「お兄ちゃんお兄ちゃん」
一通り家事を終えた俺がソファに座ってグダっていたら同じく家事を終えた妹が話しかけてきた。
「どうしたっすか?」
半分ネタで敬語。だが、妹はスルー。
「今日来る人って女の人?」
「ん?…ああ、そうだけど?」
なんだそんなこと聞いて。
「じゃあさじゃあさ!お昼ご飯の時呼んで一緒に食べようよ!」
「お?んーまぁ…聞いてみるか」
めんどくさいが妹のためだ。無理だと言っても来てもらうか。
テーブルに置いてある携帯をつかむ。
空桜、空桜っと…と、電話帳を探してみる感だすけど実際アドレス帳に登録されてるのなんて3人だけだから探すまでもないけどな!
友達多いアピール(茶番)も程々に空桜に電話をかける。
何度かコール音がした後よく知ってる女子の声がしてくる。
「もっもしもしっ!」
「声でけぇよ…なに?電話苦手な人なの?」
「いや…まぁ、そんな感じ」
少し落ち着いた空桜に面倒なのでシンプルに要件を伝える。
「お前、お昼暇か?」
「え?午後からじゃなかったっけ?」
「うちの妹が今日のことをいったらお昼を是非一緒に食べたいっていうからな。暇だったらお昼前くらいにうちに来てくれて…いや、暇じゃなくてもうちにこい!妹が頼んでるんだからな」
「え…!葵、妹いるの?」
「ん?ああ、いるぞ。それがどうかしたのか?」
「…可愛いの?」
可愛いか聞かれておれは食い気味に即答する。
「かわいいっ!」
そう声を上げた瞬間後ろの方でビクッと妹が驚いていたが何故かうっとりした顔で俺を見つめてくる。

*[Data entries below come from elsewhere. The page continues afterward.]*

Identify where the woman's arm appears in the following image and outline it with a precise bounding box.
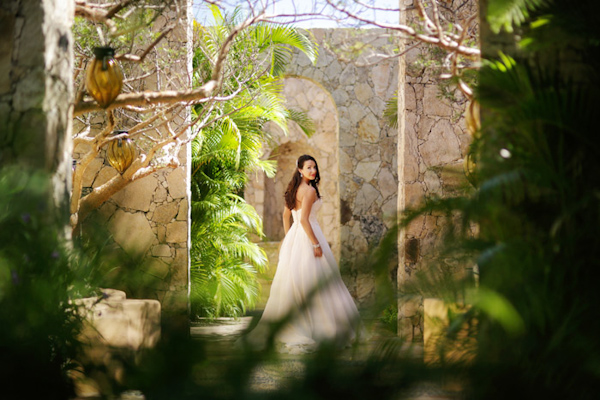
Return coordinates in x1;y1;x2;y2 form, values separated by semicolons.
283;206;292;235
300;187;323;257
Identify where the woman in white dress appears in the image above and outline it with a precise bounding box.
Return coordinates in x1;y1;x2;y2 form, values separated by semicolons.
244;155;364;352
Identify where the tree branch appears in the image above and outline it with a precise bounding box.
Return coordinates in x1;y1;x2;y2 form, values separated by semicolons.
73;80;217;116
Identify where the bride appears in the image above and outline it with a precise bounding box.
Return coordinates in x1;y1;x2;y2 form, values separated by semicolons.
243;155;363;353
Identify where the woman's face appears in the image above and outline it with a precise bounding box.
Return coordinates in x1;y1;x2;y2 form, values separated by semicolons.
298;160;317;181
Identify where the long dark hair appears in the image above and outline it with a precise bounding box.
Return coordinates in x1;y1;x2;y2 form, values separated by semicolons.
283;154;321;210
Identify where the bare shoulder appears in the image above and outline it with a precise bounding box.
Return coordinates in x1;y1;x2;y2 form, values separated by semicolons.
296;185;317;201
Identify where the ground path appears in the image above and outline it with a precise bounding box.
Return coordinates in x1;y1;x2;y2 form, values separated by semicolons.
191;317;460;400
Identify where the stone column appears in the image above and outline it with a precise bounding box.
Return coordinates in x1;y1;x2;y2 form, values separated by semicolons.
0;0;74;220
398;0;416;339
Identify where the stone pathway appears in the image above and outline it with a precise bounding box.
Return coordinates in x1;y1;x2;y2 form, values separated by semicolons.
191;317;460;400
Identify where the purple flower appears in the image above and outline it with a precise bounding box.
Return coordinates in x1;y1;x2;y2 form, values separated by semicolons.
10;269;21;285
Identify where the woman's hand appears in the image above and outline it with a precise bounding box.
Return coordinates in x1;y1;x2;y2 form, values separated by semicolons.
313;244;323;257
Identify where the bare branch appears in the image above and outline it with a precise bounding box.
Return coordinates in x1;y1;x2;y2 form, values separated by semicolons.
115;24;176;63
73;80;217;116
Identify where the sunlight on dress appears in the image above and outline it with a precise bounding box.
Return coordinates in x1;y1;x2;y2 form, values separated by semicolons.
242;199;364;353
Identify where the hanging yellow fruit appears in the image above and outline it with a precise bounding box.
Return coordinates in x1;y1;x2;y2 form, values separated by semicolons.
106;130;137;175
465;100;481;138
463;148;477;186
85;47;123;108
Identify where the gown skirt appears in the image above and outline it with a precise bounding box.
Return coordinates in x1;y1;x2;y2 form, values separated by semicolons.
242;199;364;353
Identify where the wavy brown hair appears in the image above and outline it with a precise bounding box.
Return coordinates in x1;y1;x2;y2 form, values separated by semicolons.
283;154;321;210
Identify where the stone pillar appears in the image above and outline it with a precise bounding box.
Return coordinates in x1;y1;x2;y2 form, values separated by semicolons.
398;0;414;338
0;0;74;219
73;0;193;335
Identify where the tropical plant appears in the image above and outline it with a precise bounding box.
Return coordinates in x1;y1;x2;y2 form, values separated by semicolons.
191;7;316;317
0;167;96;399
396;0;600;399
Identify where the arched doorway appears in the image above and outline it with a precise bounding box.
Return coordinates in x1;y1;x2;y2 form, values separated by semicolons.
246;76;340;259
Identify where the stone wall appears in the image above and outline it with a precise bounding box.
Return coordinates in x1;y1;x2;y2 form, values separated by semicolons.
0;0;74;217
245;76;340;258
398;1;477;340
73;3;192;327
247;25;470;318
247;29;398;305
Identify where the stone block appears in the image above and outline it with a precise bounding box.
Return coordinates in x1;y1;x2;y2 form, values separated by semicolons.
354;183;381;215
141;258;171;280
404;85;417;111
358;113;379;143
423;85;452;117
152;244;172;257
152;202;179;224
423;298;476;364
82;158;104;187
348;101;366;125
94;165;119;187
154;185;167;203
177;200;188;221
354;161;381;182
166;221;188;243
368;97;386;118
167;168;188;199
370;63;391;98
420;119;461;166
81;299;161;357
404;182;425;207
339;64;357;86
354;82;373;106
113;175;159;211
339;149;354;174
108;210;156;256
423;170;442;196
377;168;398;199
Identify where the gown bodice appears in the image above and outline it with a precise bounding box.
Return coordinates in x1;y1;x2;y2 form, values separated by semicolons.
292;199;321;222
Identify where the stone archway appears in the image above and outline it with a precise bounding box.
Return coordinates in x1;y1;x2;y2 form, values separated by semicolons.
246;76;340;262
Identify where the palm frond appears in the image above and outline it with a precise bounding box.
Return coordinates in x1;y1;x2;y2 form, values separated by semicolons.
487;0;548;33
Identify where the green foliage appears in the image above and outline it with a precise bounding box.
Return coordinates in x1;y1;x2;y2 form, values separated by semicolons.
192;7;316;318
398;1;600;399
487;0;548;33
0;168;90;399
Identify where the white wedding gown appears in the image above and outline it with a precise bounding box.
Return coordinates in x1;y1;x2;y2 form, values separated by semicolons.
242;199;364;353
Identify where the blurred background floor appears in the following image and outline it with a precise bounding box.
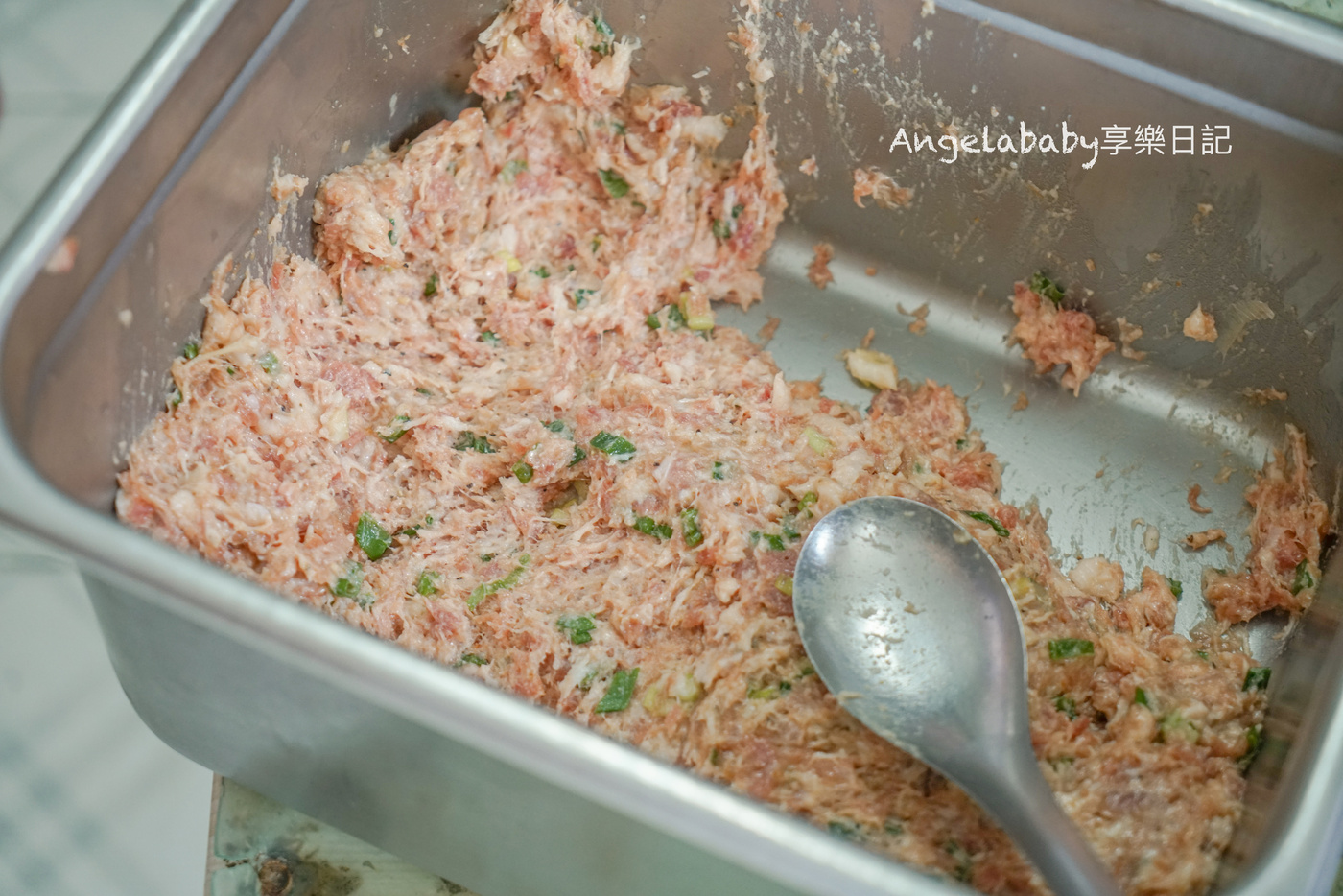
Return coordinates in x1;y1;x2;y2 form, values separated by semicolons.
0;0;211;896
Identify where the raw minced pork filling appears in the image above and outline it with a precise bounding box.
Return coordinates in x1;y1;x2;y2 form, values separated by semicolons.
117;0;1326;893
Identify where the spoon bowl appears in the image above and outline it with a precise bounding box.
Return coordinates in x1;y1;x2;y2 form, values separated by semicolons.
792;497;1120;896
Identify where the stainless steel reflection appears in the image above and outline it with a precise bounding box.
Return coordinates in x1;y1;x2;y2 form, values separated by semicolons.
792;496;1120;896
0;0;1343;896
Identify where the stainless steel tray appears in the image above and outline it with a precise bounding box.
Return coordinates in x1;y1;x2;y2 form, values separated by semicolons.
0;0;1343;896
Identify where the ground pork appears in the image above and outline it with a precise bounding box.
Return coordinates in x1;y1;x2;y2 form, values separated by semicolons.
1010;282;1115;395
117;0;1322;893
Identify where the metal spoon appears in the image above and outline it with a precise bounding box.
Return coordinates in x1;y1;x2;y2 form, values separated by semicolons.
792;497;1120;896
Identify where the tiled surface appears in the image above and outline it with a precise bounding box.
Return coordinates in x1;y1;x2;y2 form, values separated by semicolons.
0;0;211;896
0;0;178;239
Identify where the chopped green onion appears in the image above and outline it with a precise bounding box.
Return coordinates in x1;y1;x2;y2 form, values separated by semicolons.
1048;638;1096;661
355;513;392;560
802;426;834;454
453;430;494;454
826;821;862;842
961;510;1011;539
598;168;630;199
681;507;704;548
1241;667;1273;691
634;516;672;541
588;430;635;463
592;667;639;712
1156;709;1198;744
1030;271;1064;305
330;560;364;598
377;413;411;442
554;614;597;644
592;12;615;57
1292;560;1315;594
943;839;975;884
466;554;531;610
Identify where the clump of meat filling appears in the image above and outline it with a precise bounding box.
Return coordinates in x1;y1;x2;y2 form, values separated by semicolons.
1010;275;1115;395
117;0;1317;893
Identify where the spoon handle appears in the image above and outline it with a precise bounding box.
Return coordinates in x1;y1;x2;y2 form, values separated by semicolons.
979;751;1121;896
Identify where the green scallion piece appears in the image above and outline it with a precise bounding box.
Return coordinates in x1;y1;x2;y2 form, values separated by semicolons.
681;507;704;548
355;513;392;560
592;667;639;712
598;168;630;199
377;413;411;442
1241;667;1273;691
964;510;1011;539
1048;638;1096;661
415;570;437;598
466;554;531;610
1030;271;1064;305
453;431;494;454
588;430;637;463
634;516;672;541
554;614;597;644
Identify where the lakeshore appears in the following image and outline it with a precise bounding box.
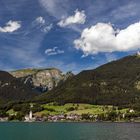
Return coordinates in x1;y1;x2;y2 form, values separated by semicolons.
0;103;140;122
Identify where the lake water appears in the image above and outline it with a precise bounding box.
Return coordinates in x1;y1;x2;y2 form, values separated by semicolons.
0;122;140;140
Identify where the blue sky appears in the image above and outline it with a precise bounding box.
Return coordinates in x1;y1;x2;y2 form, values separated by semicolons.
0;0;140;73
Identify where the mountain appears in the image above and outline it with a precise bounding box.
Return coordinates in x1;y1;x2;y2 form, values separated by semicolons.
10;68;73;92
35;54;140;105
0;71;38;103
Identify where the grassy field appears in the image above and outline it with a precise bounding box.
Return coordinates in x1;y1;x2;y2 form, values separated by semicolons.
36;103;128;115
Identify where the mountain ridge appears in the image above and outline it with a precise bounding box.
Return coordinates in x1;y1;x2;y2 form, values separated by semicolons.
35;55;140;105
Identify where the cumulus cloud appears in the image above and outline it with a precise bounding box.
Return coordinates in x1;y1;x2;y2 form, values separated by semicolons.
74;22;140;55
45;47;64;56
58;10;86;27
42;24;53;33
35;16;46;24
0;20;21;33
32;16;53;33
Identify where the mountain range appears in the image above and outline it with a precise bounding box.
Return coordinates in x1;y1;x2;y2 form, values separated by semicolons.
0;54;140;106
36;54;140;105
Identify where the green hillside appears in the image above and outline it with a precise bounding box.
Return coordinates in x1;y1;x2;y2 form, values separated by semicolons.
35;55;140;105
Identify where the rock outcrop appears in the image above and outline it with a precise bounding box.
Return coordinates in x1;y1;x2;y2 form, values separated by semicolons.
10;68;73;92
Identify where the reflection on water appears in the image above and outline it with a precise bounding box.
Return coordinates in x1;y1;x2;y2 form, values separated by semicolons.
0;123;140;140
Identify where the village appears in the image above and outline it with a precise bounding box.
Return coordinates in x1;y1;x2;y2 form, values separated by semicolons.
0;104;140;122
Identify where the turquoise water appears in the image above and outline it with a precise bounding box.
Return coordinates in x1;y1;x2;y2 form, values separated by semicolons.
0;122;140;140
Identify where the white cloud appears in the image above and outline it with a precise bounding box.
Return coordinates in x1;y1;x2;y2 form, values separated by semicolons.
39;0;71;19
74;22;140;55
58;10;86;27
32;16;53;33
35;16;46;24
45;47;64;56
42;24;53;33
0;20;21;33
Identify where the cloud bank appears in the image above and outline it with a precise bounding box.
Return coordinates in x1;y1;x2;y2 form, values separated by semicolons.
58;10;86;27
74;22;140;55
0;20;21;33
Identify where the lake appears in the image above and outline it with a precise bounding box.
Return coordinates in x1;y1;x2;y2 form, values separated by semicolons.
0;122;140;140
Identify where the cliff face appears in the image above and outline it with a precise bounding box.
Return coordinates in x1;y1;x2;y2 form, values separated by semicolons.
0;71;38;103
10;68;73;92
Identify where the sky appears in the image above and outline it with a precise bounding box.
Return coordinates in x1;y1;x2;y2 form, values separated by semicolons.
0;0;140;73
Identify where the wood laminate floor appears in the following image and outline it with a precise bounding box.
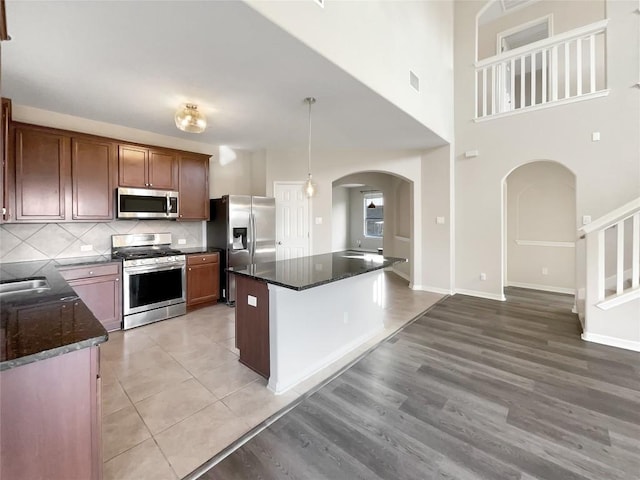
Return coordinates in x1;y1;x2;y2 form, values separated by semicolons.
202;288;640;480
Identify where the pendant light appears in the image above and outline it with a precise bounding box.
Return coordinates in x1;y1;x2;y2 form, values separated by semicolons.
304;97;316;198
175;103;207;133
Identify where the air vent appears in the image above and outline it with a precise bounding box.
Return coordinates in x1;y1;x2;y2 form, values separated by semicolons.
409;70;420;92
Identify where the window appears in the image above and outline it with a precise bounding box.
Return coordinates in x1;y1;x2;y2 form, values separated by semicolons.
364;192;384;238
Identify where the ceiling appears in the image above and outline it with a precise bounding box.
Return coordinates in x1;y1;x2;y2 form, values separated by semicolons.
2;0;444;149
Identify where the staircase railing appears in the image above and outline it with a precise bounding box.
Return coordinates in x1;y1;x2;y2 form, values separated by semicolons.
580;197;640;316
475;20;609;120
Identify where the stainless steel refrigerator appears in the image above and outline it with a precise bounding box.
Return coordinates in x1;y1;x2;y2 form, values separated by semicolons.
207;195;276;305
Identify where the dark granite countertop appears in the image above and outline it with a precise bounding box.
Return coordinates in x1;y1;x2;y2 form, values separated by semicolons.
228;250;407;290
0;256;113;371
178;247;222;255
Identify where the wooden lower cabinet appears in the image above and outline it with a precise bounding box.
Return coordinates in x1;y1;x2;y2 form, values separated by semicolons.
236;275;271;378
59;262;122;332
187;252;220;308
0;347;102;480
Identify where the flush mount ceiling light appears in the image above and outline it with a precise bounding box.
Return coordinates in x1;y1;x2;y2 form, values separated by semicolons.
304;97;316;197
175;103;207;133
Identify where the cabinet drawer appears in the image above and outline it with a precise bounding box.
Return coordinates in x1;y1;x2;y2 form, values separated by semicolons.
187;252;219;265
59;263;120;280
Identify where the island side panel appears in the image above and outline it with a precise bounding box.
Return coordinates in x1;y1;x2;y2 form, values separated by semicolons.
236;275;270;379
268;270;384;393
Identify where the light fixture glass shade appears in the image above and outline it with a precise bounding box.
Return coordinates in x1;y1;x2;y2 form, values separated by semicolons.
175;103;207;133
304;174;316;198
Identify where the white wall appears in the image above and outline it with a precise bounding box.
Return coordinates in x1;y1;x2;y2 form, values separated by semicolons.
455;0;640;316
505;162;576;294
246;0;453;141
331;186;351;252
209;147;266;198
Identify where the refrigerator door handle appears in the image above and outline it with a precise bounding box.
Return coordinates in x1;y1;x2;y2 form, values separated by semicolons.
251;213;256;263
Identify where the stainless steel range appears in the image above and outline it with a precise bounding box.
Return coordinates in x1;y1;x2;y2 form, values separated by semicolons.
111;233;187;330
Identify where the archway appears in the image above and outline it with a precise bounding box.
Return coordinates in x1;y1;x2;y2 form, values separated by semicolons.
502;160;576;294
332;172;413;282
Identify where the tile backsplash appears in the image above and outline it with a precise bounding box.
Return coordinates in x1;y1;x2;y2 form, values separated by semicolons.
0;220;205;263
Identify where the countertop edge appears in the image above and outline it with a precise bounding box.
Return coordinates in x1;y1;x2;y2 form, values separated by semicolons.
0;334;109;372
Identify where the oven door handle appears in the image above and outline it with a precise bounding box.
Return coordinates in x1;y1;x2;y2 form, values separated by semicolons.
123;263;186;275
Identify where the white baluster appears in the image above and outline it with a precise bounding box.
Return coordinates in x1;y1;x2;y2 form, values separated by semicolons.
530;52;536;106
520;55;526;108
576;38;582;97
589;35;596;93
491;63;497;115
482;68;487;117
631;212;640;288
596;230;605;302
542;50;548;103
509;58;516;110
616;220;624;294
564;42;571;98
551;45;558;100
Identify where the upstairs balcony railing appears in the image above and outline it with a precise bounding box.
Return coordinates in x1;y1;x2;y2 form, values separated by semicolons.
475;20;608;121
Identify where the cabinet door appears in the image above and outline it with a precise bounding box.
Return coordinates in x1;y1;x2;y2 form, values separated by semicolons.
179;155;209;220
71;137;118;220
118;145;149;188
15;126;71;221
69;275;122;331
148;150;178;190
236;275;271;378
187;254;220;307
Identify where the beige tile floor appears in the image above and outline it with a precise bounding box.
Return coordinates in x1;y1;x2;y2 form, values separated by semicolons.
101;272;442;480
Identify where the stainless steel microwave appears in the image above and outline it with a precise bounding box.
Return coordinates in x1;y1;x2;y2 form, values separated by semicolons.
116;187;179;219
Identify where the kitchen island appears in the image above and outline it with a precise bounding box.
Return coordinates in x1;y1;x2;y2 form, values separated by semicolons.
0;258;111;480
230;251;406;393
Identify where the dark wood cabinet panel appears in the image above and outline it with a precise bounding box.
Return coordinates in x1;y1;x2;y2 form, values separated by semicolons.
60;262;122;331
118;145;149;188
187;253;220;308
178;155;209;220
71;137;118;220
15;126;71;221
236;275;271;378
0;347;102;480
149;150;178;190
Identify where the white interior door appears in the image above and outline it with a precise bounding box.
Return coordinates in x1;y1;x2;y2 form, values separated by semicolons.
273;182;310;260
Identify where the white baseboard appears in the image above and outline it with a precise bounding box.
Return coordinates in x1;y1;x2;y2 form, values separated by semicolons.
420;285;454;295
456;288;507;302
391;267;411;282
507;282;576;295
581;333;640;352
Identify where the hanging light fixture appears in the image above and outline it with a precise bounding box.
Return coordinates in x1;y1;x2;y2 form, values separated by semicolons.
304;97;316;197
175;103;207;133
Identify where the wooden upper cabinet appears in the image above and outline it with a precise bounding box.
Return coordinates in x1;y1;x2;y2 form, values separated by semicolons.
118;145;178;190
15;125;71;221
178;154;209;220
149;150;178;190
71;137;118;220
118;145;149;188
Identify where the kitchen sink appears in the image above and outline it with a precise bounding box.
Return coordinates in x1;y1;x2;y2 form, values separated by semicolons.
0;277;51;296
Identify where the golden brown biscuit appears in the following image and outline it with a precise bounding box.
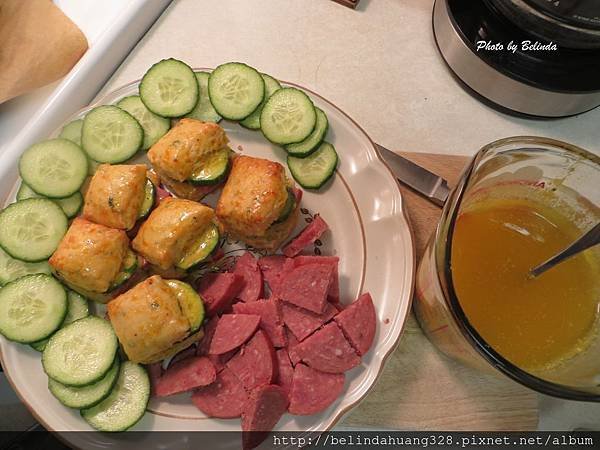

「そ、そうなの…かわいいのっ!?楽しみだぁ〜…すぐにいくねっ!」
そう言って空桜は一方的に電話をきった。
なんだ、あいつも可愛いに目が無い人か。
てか、すぐって言った気がするぞ。
そうして、1時間もしない内に空桜が家に来た。
チャイムが鳴った。妹が鼻歌を歌いながらインターホンに近づいて画面をみる。
「はいはーい…はっ!!」
妹は画面をみたまま固まってしまっている。
「なにしてんだめい…」
おれの質問にも応答せず、ただただ画面をみて固まっている。
仕方ない、おれが出るか。
俺は玄関へ向かいドアを開けた。
「あ、葵。こんにちは」
「こんちゃー、さぁ上がれ」
「はーい!おじゃましまーす…」
空桜は恐る恐る家へ上がり、リビングに入った…んだけど…入ったらそこにはこちらを見て固まるめいがいや、いつまで固まってんの?